As Simone de Beauvoir said, “The oppressor would not be so strong if he did not have accomplices among the oppressed.”
This isn’t just about Iran or Pakistan anymore. This is part of a deeper game—one that involves Tel Aviv, Delhi, and London boardrooms, not the dusty streets of Turbat. The Baloch struggle is being hijacked, twisted into something it was never meant to be: a tool in someone else’s war.
The Free Balochistan Movement, under Marri, has been drifting for years. From a voice for the voiceless to a pawn for foreign interests, his open embrace of Israel, at a time when Muslims worldwide are mourning the massacre in Gaza, is not resistance. It’s betrayal. It’s clear now: when hatred blinds you, you can’t even see the suffering of innocent people. You lose all sense of who the real enemy is.

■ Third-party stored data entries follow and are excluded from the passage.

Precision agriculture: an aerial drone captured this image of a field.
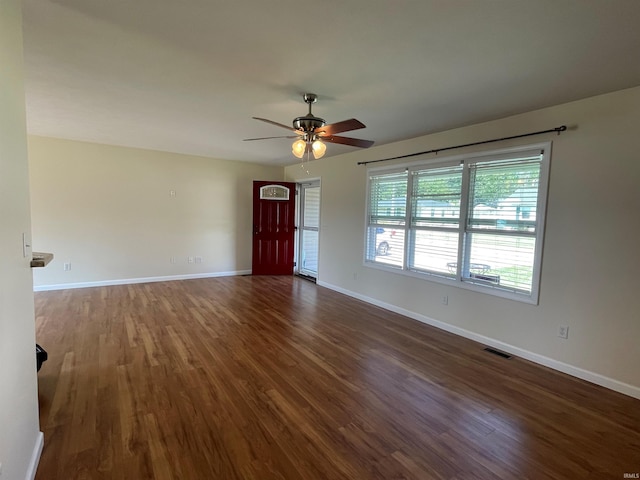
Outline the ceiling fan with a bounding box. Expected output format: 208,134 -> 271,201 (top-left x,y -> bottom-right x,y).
244,93 -> 374,159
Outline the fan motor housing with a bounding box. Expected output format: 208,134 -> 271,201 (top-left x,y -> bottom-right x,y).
293,115 -> 325,133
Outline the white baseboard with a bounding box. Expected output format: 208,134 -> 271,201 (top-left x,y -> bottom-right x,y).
318,280 -> 640,400
33,270 -> 252,292
26,431 -> 44,480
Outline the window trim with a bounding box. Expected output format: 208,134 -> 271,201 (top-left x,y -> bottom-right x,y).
364,142 -> 552,304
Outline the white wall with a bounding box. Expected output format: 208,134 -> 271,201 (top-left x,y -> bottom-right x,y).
28,137 -> 283,289
285,86 -> 640,397
0,1 -> 43,479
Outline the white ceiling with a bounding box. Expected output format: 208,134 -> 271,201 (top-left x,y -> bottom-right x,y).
22,0 -> 640,166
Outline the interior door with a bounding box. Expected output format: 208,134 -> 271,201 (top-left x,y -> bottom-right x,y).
252,181 -> 296,275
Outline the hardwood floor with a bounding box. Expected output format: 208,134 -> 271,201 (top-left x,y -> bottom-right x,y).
34,276 -> 639,479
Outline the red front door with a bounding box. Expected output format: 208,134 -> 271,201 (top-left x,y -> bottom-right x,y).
252,181 -> 296,275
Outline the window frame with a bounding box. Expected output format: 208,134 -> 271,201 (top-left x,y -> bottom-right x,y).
365,167 -> 409,268
364,142 -> 551,304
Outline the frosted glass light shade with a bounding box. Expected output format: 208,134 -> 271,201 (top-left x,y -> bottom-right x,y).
292,139 -> 306,158
312,139 -> 326,159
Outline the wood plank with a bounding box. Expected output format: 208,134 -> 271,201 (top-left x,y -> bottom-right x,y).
34,276 -> 640,479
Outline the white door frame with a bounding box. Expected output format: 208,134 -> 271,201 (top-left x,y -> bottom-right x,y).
296,180 -> 321,279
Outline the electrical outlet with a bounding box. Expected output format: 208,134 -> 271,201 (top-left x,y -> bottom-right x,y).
558,325 -> 569,339
169,189 -> 176,197
195,256 -> 203,264
188,256 -> 194,264
441,295 -> 448,305
63,262 -> 71,271
170,256 -> 176,264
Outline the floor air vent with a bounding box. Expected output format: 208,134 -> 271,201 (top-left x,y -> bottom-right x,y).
484,347 -> 512,359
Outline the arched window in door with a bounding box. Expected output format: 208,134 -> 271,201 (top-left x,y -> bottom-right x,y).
260,185 -> 290,200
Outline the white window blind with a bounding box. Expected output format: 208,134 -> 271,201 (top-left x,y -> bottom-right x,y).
409,165 -> 462,277
300,184 -> 320,276
368,171 -> 408,226
365,145 -> 550,304
462,153 -> 543,294
366,171 -> 407,268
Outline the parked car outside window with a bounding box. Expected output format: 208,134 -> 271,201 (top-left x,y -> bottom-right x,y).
376,227 -> 396,255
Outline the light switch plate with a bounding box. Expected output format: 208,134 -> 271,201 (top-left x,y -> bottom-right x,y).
22,232 -> 31,257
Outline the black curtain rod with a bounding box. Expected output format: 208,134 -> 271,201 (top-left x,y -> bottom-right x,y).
357,125 -> 567,166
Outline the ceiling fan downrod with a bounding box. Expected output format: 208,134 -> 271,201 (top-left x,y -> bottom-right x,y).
294,93 -> 325,133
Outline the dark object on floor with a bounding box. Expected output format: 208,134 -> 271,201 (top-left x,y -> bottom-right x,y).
36,344 -> 48,371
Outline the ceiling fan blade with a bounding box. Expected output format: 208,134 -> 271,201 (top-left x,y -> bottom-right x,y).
323,135 -> 375,148
252,117 -> 304,134
244,135 -> 299,141
316,118 -> 366,136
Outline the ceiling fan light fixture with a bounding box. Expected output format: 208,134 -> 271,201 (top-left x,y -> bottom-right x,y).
292,138 -> 306,158
312,139 -> 326,159
248,93 -> 373,158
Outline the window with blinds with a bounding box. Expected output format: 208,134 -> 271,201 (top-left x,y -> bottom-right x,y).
365,144 -> 550,304
299,183 -> 320,277
409,165 -> 462,277
366,170 -> 407,268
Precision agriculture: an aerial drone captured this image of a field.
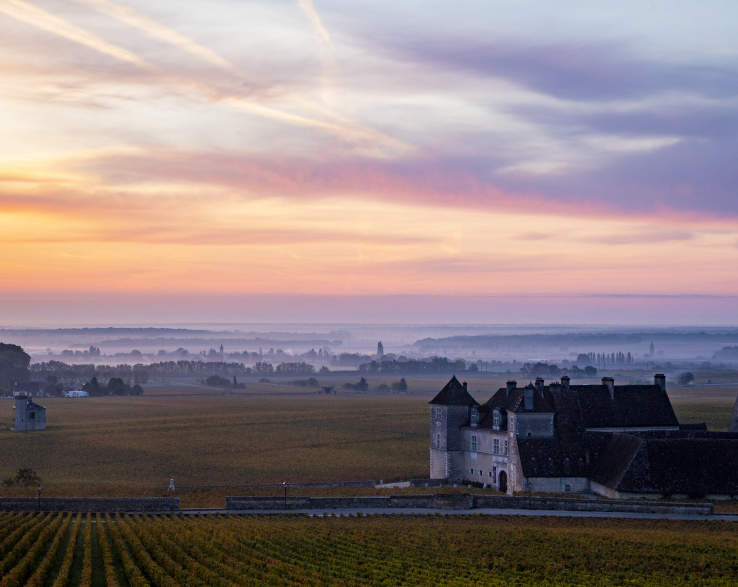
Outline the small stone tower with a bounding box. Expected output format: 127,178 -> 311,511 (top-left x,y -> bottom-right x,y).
14,393 -> 46,432
429,375 -> 478,481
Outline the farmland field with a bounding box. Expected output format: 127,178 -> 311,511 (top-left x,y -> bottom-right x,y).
0,511 -> 736,587
1,374 -> 736,507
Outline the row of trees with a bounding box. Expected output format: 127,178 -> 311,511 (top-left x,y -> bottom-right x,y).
358,358 -> 467,374
519,362 -> 598,377
30,359 -> 319,382
0,343 -> 31,392
577,352 -> 634,366
342,377 -> 408,392
82,376 -> 144,396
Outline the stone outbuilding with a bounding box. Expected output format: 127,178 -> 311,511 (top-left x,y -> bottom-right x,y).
14,394 -> 46,432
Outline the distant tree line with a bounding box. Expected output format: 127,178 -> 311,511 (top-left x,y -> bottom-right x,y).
358,358 -> 467,374
519,362 -> 598,378
30,359 -> 317,387
82,376 -> 143,396
0,343 -> 31,392
342,377 -> 408,392
576,352 -> 633,367
714,346 -> 738,360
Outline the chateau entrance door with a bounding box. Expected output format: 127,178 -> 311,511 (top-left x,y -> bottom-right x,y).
499,470 -> 507,493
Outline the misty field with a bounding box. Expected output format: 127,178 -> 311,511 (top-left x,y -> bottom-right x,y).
1,376 -> 735,507
0,392 -> 431,502
1,512 -> 737,587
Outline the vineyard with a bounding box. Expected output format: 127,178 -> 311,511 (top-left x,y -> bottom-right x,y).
0,512 -> 737,586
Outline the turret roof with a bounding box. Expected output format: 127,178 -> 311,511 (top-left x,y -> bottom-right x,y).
429,375 -> 478,406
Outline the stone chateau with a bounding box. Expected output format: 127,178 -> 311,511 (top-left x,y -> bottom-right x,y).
431,375 -> 738,498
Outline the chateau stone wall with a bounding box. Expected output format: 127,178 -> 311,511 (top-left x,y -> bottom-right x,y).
0,497 -> 179,512
226,494 -> 713,515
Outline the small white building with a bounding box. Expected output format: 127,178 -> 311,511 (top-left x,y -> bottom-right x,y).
67,390 -> 89,397
14,394 -> 46,432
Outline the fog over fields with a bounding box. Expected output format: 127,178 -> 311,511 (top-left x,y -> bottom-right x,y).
4,323 -> 738,369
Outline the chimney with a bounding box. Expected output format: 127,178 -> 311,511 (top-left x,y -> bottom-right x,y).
654,374 -> 666,392
535,377 -> 544,391
524,387 -> 535,411
506,380 -> 517,395
463,381 -> 468,392
602,377 -> 614,400
561,376 -> 570,391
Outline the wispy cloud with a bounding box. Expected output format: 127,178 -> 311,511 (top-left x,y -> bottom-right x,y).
584,230 -> 694,246
0,0 -> 151,68
0,0 -> 403,154
296,0 -> 332,49
514,231 -> 555,241
70,0 -> 240,74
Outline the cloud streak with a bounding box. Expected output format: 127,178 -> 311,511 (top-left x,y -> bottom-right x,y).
296,0 -> 333,48
0,0 -> 151,68
70,0 -> 240,73
0,0 -> 402,154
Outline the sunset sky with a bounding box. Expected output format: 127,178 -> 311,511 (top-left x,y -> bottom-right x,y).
1,0 -> 737,325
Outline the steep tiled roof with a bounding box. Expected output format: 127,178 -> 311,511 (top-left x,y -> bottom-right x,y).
517,431 -> 612,478
591,431 -> 738,494
26,401 -> 46,410
429,375 -> 478,406
482,385 -> 553,413
575,384 -> 678,429
484,380 -> 677,430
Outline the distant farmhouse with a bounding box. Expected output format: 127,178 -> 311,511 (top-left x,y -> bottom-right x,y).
13,381 -> 40,396
14,393 -> 46,432
431,375 -> 738,498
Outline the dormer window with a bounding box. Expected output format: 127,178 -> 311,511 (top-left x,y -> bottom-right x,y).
493,410 -> 501,427
471,407 -> 479,425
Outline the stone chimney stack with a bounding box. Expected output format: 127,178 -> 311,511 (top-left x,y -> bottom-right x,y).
654,374 -> 666,393
506,380 -> 516,395
561,376 -> 570,391
535,377 -> 544,391
602,377 -> 615,400
463,381 -> 468,391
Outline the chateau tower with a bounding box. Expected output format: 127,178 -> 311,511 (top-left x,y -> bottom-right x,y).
429,375 -> 478,480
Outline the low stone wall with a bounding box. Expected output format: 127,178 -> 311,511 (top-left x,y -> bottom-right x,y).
152,480 -> 375,490
0,497 -> 179,512
226,495 -> 436,510
226,494 -> 713,515
473,495 -> 713,515
409,478 -> 448,487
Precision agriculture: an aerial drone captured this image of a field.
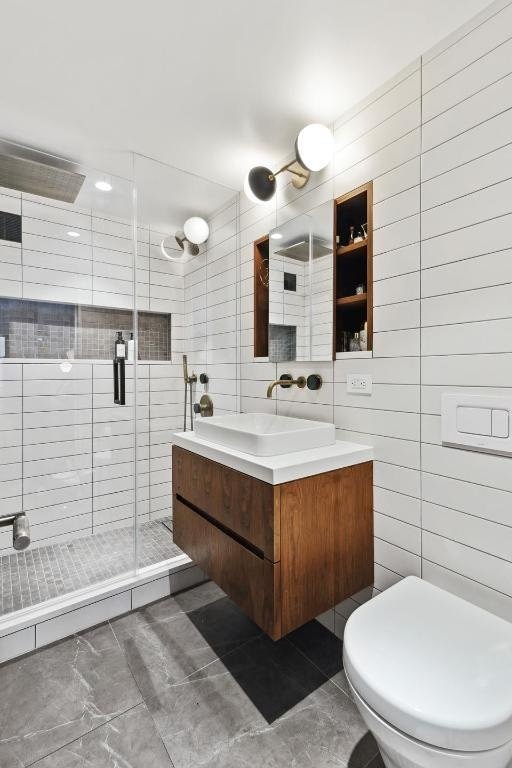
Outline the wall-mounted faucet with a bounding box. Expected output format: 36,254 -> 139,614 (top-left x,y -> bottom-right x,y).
0,512 -> 30,551
266,373 -> 322,398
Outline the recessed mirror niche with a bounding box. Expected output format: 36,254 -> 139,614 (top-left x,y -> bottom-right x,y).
266,200 -> 334,362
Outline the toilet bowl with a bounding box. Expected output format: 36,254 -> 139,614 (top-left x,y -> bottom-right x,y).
343,577 -> 512,768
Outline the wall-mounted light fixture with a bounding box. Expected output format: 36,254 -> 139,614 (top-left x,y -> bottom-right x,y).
244,123 -> 334,204
161,215 -> 210,260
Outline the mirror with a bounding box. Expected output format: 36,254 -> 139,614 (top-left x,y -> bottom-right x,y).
268,200 -> 333,361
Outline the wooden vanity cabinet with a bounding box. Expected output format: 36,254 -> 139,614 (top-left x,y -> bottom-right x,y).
173,445 -> 373,640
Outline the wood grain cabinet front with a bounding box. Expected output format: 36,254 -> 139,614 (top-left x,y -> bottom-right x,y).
172,445 -> 373,640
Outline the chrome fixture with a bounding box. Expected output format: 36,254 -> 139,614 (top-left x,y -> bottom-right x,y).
0,512 -> 31,551
0,144 -> 85,203
194,393 -> 214,418
244,124 -> 334,204
266,373 -> 323,398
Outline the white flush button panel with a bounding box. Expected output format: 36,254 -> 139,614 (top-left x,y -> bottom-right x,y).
456,406 -> 491,436
347,373 -> 372,395
442,394 -> 512,456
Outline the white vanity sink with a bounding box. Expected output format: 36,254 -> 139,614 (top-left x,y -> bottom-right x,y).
194,412 -> 336,456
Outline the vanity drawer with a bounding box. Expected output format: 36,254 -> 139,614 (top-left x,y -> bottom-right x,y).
172,446 -> 279,559
173,498 -> 281,638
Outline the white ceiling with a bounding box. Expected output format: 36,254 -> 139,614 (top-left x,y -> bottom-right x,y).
0,0 -> 491,196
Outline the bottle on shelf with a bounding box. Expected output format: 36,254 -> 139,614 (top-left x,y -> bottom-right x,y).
350,332 -> 361,352
360,322 -> 368,351
127,333 -> 135,361
114,331 -> 127,360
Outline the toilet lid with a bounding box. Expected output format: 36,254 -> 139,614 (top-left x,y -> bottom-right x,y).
343,577 -> 512,752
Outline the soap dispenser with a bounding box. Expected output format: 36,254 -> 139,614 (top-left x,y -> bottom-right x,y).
114,331 -> 127,359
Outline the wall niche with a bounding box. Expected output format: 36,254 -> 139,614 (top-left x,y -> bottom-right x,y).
0,298 -> 171,361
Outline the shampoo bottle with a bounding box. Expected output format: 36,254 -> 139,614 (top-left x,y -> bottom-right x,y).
127,333 -> 135,362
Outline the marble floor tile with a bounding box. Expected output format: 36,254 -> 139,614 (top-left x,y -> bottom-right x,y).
31,703 -> 173,768
110,590 -> 262,699
0,580 -> 379,768
287,619 -> 351,695
0,623 -> 142,768
147,634 -> 378,768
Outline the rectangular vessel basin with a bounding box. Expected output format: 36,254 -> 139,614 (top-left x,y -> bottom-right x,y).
194,412 -> 336,456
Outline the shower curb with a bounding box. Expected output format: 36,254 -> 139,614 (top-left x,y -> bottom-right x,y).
0,556 -> 206,665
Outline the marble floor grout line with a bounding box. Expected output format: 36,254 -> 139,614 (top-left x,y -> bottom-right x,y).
22,700 -> 144,768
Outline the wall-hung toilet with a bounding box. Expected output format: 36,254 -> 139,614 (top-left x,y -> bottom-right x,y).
343,577 -> 512,768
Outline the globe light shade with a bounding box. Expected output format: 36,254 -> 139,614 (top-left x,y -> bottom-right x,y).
295,123 -> 335,172
244,166 -> 276,204
183,216 -> 209,245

Not all Baloch leaders are on the same page, and that matters. Akhtar Mengal hasn’t cheered for foreign bombs. The Baloch Yakjehti Committee (BYC) hasn’t issued statements applauding Israel. In fact, their silence is telling, they know this is dangerous ground. They know you can’t burn one village to get attention for another. They may have differences with the state, but they haven’t lost their sense of humanity. It’s easy to take a side when you’re thousands of miles away in London, shaking hands in foreign offices, disconnected from the real cost of war. The real Baloch, the ones burying their missing sons, the ones dodging bullets, the ones still holding on to hope, they didn’t ask for this. They didn’t permit him to speak for them.
Let’s be clear: this alliance of India, Israel, and Hyrbyair Marri is no longer a conspiracy theory. It’s playing out in front of us. And the ones suffering are not just Palestinians—it’s the soul of the Baloch movement.
His statement wasn’t about freedom. It was about provocation. He knows what kind of fire he’s playing with. This isn’t just anti-Pakistan or anti-Iran posturing—it’s part of a wider campaign to divide Muslims, to inflame sectarian hatred, to keep the region burning. These people aren’t just enemies of states, they’re enemies of unity, of justice, of Islam itself.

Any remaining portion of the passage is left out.